This article is reprinted from the Memorial Day issue of Brown Dog Tales, the newsletter.
Pete called yesterday to invite me to a cookout at his house. He doesn't get involved in the big Memorial Day events. He prefers to remember privately, with family and friends.
Pete is a veteran. The traumatic brain injury - a result of wounds suffered in war six years ago - changed him. He copes with PTSD, hearing loss, impaired balance, migraines, left-side weakness, chronic fatigue syndrome and pain. He has flashbacks and nightmares and visual triggers that can bring on terrible rage.
But he's so much more than his injuries. He's a country boy who drives a pickup truck and loves to hunt and fish. He's a father, a boyfriend, a brother and a son. He's a great guy with a wicked sense of humor and dreams of what he can do with his land. Pete is a man of action.
So when his doctors and therapists recommended he get a service dog, he tried to find one. Instead he found waiting lists years long. So Pete started looking for a dog he could train himself. He found Rocky, a mixed breed about a year and a half old. He adopted Rocky and then went looking for a service dog trainer to help him get his dog trained and certified. That's when our paths crossed, thanks to the efforts of Pete's girlfriend and caregiver, Mandi and a referral from Dogs for Veterans.
Yesterday, Memorial Day, when we finished our hot dogs and hamburgers, Pete asked everyone to gather round. His tradition is to raise a glass on this day. Remembering, he proposed a quiet toast to his friends who didn't make it home from war. And to those to who still serve.
Pete has agreed that together, we will tell his and Rocky's story. He wants to encourage other veterans who might benefit from a service dog to learn more about alternative ways to get one. So today is the introduction.
MWDs - The Dogs of War
A huge debt of gratitude to another group of war heroes: Military Working Dogs and their handlers.

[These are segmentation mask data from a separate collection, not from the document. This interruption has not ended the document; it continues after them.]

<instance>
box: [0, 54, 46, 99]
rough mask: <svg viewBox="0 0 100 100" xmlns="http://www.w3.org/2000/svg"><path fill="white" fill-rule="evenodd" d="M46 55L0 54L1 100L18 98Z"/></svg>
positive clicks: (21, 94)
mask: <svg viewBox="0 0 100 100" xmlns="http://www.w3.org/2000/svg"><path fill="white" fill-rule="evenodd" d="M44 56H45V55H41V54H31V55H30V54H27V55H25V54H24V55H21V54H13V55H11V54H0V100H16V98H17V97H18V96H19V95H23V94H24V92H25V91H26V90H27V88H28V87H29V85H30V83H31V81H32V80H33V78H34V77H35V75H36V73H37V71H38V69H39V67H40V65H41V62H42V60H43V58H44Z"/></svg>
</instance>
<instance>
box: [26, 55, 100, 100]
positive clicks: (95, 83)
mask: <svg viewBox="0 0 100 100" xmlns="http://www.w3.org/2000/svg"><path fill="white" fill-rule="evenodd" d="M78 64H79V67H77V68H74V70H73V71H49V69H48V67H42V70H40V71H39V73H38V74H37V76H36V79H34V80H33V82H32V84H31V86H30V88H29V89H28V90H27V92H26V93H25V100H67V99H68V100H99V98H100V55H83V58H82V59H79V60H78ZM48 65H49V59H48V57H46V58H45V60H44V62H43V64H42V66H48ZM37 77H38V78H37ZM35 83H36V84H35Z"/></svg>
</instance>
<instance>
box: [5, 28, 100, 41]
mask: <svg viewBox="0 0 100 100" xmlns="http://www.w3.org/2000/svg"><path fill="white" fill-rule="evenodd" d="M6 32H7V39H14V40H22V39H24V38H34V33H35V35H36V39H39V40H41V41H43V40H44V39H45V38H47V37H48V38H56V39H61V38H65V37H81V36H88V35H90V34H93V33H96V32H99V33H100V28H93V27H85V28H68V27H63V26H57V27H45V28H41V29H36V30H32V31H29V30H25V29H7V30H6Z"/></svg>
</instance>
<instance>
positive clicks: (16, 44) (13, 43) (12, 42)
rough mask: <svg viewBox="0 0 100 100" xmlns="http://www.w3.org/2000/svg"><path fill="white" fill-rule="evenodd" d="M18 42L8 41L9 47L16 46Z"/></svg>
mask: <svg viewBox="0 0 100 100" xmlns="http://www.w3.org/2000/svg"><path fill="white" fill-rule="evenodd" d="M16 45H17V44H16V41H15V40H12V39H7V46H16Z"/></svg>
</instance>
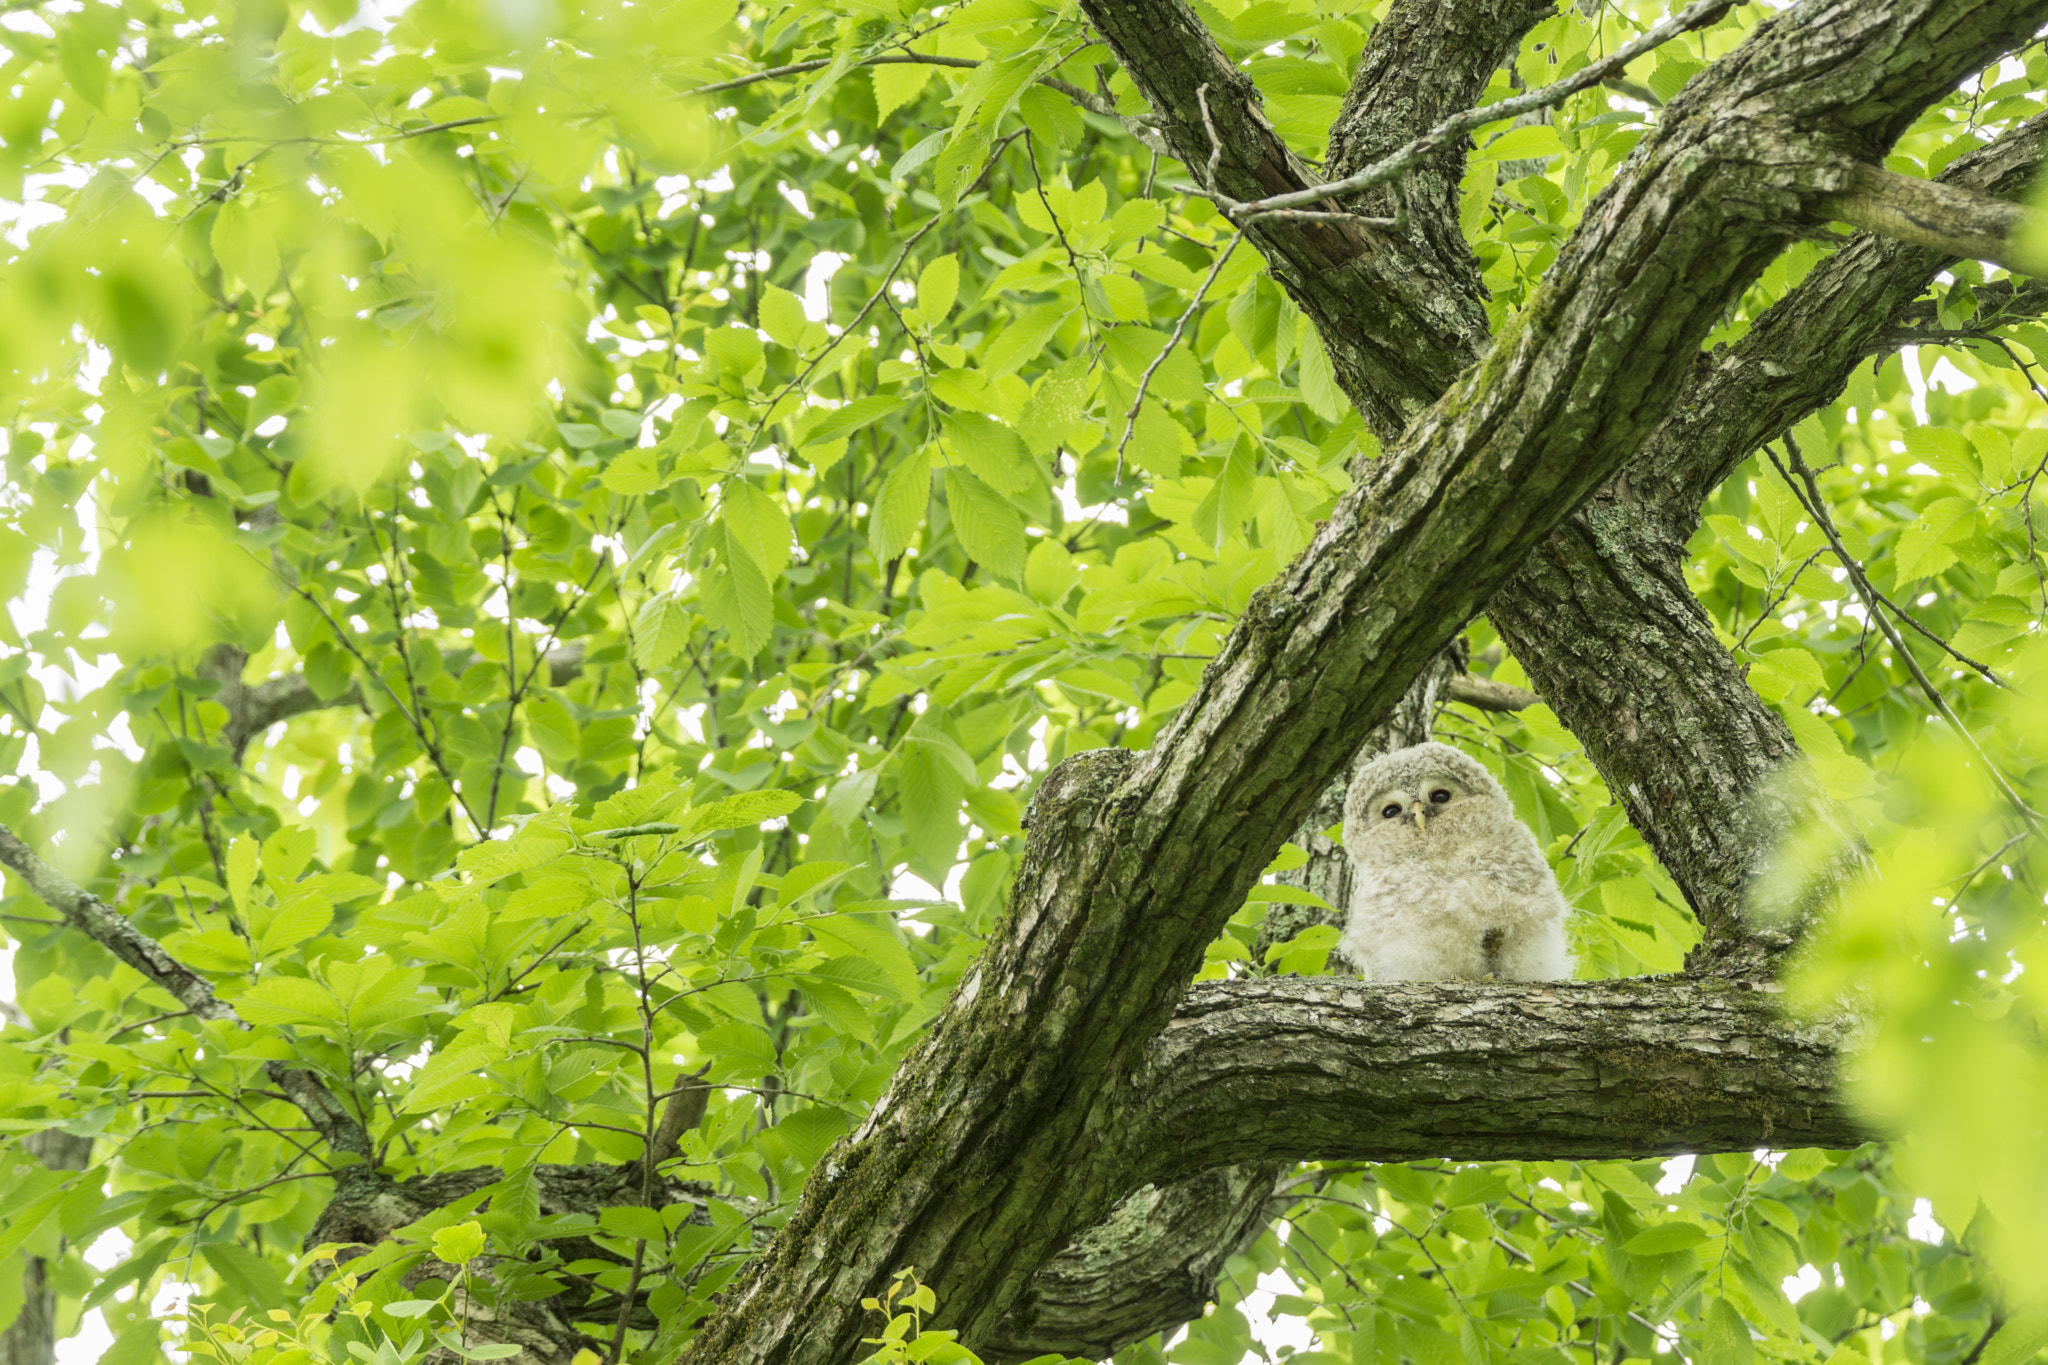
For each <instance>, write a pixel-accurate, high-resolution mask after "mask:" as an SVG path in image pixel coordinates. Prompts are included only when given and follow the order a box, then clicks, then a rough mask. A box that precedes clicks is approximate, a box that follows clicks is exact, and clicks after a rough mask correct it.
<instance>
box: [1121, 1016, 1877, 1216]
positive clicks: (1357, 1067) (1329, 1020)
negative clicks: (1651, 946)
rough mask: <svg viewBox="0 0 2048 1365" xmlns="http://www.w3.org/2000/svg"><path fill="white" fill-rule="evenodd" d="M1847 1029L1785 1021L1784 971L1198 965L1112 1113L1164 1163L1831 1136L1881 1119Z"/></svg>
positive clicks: (1806, 1141)
mask: <svg viewBox="0 0 2048 1365" xmlns="http://www.w3.org/2000/svg"><path fill="white" fill-rule="evenodd" d="M1841 1040H1843V1027H1841V1025H1837V1023H1790V1021H1786V1017H1784V1013H1782V1011H1780V1009H1778V1005H1776V997H1774V993H1772V990H1767V988H1755V986H1749V984H1745V982H1726V980H1677V978H1647V976H1636V978H1626V980H1581V982H1550V984H1542V986H1505V984H1481V982H1403V984H1366V982H1360V980H1341V978H1327V976H1286V978H1276V980H1239V982H1204V984H1198V986H1194V988H1192V990H1190V993H1188V999H1186V1001H1184V1003H1182V1007H1180V1011H1178V1013H1176V1015H1174V1021H1171V1023H1169V1025H1167V1027H1165V1031H1163V1033H1161V1036H1159V1038H1155V1040H1153V1044H1151V1048H1149V1050H1147V1056H1145V1062H1143V1064H1141V1066H1139V1068H1137V1070H1135V1072H1133V1076H1130V1081H1128V1083H1126V1087H1124V1101H1122V1105H1120V1111H1118V1117H1120V1119H1122V1121H1124V1124H1126V1126H1128V1134H1130V1136H1128V1146H1130V1150H1133V1152H1135V1154H1141V1156H1143V1160H1145V1166H1143V1169H1145V1171H1147V1173H1151V1175H1155V1179H1157V1177H1171V1175H1176V1173H1180V1171H1198V1169H1202V1166H1208V1164H1214V1162H1223V1160H1237V1158H1239V1156H1241V1154H1245V1152H1264V1154H1280V1156H1296V1158H1354V1160H1417V1158H1434V1156H1442V1158H1450V1160H1501V1158H1518V1156H1528V1154H1530V1150H1532V1146H1538V1144H1540V1150H1544V1152H1548V1154H1550V1156H1554V1158H1575V1160H1612V1158H1640V1156H1665V1154H1673V1152H1706V1150H1722V1152H1724V1150H1741V1148H1755V1146H1833V1148H1839V1146H1853V1144H1858V1142H1864V1140H1866V1138H1868V1136H1870V1130H1868V1126H1864V1124H1860V1121H1858V1119H1855V1117H1853V1115H1851V1113H1849V1109H1847V1105H1845V1103H1843V1101H1841V1099H1839V1095H1837V1091H1835V1050H1837V1046H1839V1044H1841ZM1532 1134H1540V1138H1536V1140H1534V1142H1532Z"/></svg>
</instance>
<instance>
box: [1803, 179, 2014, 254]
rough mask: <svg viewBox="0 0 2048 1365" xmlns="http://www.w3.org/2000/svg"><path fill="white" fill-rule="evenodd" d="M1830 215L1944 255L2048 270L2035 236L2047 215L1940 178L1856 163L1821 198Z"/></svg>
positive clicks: (1914, 245)
mask: <svg viewBox="0 0 2048 1365" xmlns="http://www.w3.org/2000/svg"><path fill="white" fill-rule="evenodd" d="M1819 207H1821V211H1823V213H1827V215H1829V217H1835V219H1841V221H1843V223H1853V225H1855V227H1862V229H1866V231H1874V233H1878V235H1884V237H1898V239H1901V241H1911V244H1913V246H1925V248H1929V250H1935V252H1942V254H1946V256H1960V258H1966V260H1989V262H1993V264H1999V266H2005V268H2007V270H2019V272H2023V274H2048V256H2044V254H2042V252H2040V250H2038V248H2034V246H2032V244H2034V241H2040V239H2042V235H2044V229H2048V219H2044V217H2042V215H2040V213H2038V211H2034V209H2028V207H2023V205H2015V203H2007V201H2003V199H1991V196H1987V194H1976V192H1970V190H1966V188H1962V186H1956V184H1944V182H1939V180H1921V178H1917V176H1901V174H1896V172H1890V170H1882V168H1878V166H1858V168H1855V170H1853V174H1851V176H1849V184H1847V188H1845V190H1841V192H1837V194H1827V196H1825V199H1821V205H1819Z"/></svg>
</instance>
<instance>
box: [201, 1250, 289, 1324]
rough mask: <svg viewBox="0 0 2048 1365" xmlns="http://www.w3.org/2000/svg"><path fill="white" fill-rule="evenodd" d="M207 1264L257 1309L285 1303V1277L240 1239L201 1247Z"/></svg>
mask: <svg viewBox="0 0 2048 1365" xmlns="http://www.w3.org/2000/svg"><path fill="white" fill-rule="evenodd" d="M199 1254H201V1257H205V1261H207V1265H209V1267H211V1269H213V1273H215V1275H219V1277H221V1279H223V1281H227V1287H229V1289H233V1291H236V1293H240V1295H242V1297H244V1300H248V1302H250V1304H254V1306H256V1308H283V1306H285V1279H283V1277H281V1275H279V1273H276V1267H272V1265H270V1263H268V1261H266V1259H264V1257H260V1254H256V1252H254V1250H250V1248H248V1246H242V1244H238V1242H207V1244H205V1246H201V1248H199Z"/></svg>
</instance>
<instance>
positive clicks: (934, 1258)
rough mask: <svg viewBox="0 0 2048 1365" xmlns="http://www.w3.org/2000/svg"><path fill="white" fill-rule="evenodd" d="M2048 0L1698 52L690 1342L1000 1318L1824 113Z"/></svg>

Here's a story about one such team.
Not just Memorial Day
Originally, rather than barbecues and parades, Memorial Day was "... one day out of the year for the nation to get together to remember, reflect and honor those who have given their all in service to their country." The debt we owe the men and women who have sacrificed their lives in war deserves at least a moment of quiet contemplation once a year, don't you think?
As an extension of Memorial Day, let's remember the debt we owe our active duty service men and women, their families and veterans all year. Make it a point to thank them - the ones you know and the ones you meet by chance.
And so, to Pete and anyone reading this who is part of the military family, thank you for your service.